One of Kevin’s top tips can be seen in our recent ‘expert tip’ video ‘ACT for chronic pain – setting targets’:

To get a sense of potential treatment targets and values-based areas to focus on clinically, he often asks patients a simple question: “If this treatment worked for you and things were back on track in your life, what would I see you doing on a day when treatment was working?”

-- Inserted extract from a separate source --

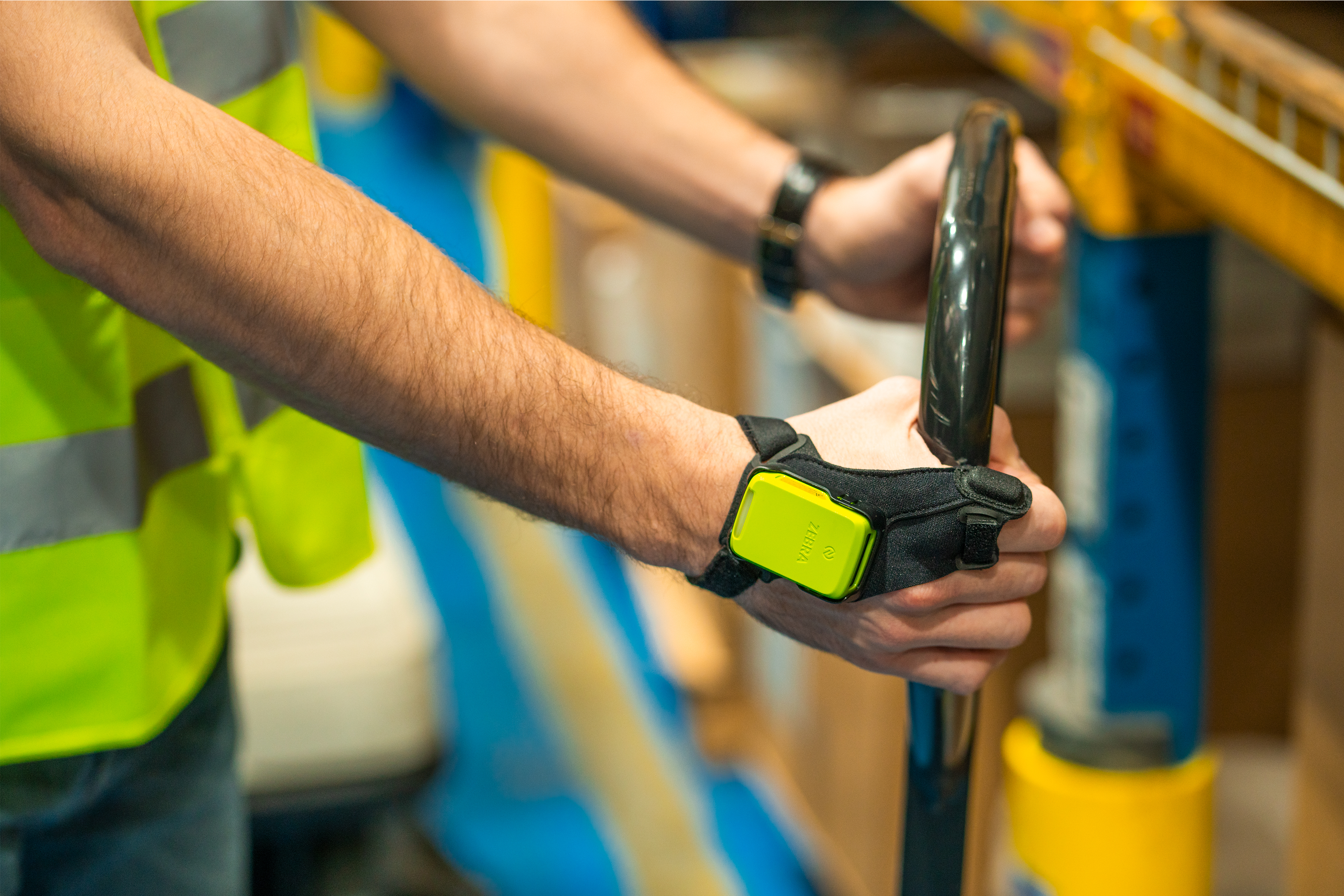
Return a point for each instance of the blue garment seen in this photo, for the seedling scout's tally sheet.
(166, 819)
(513, 809)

The responses typically reveal discrete behavioural events related to the patient’s relationships, responsibilities, and activities that they are missing due to their illness. In the example  Kevin provides, the client wanted to spend time with his wife, get up in the morning, make her a cup of coffee, help get his children off to school and then do something useful like mowing the lawn or doing the dishes. From this, Kevin explains how he can deduce some of the clients broad values domains. He reflects back to him, “so it sounds like your relationship with your wife, your relationship with your kids, taking care of them and also kind of doing some productive activity around the home matters to you”. This can then become the signposts that both Kevin and the patient can check in on throughout their treatment process to gauge if intervention is truly working.

By reorienting chronic pain patients towards values-based living and committed action, ACT can help these individuals regain a sense of purpose and quality of life, despite the persistent nature of their physical discomfort. This integrated approach to pain management represents a key step forward in addressing one of the most prevalent and challenging problems in modern healthcare.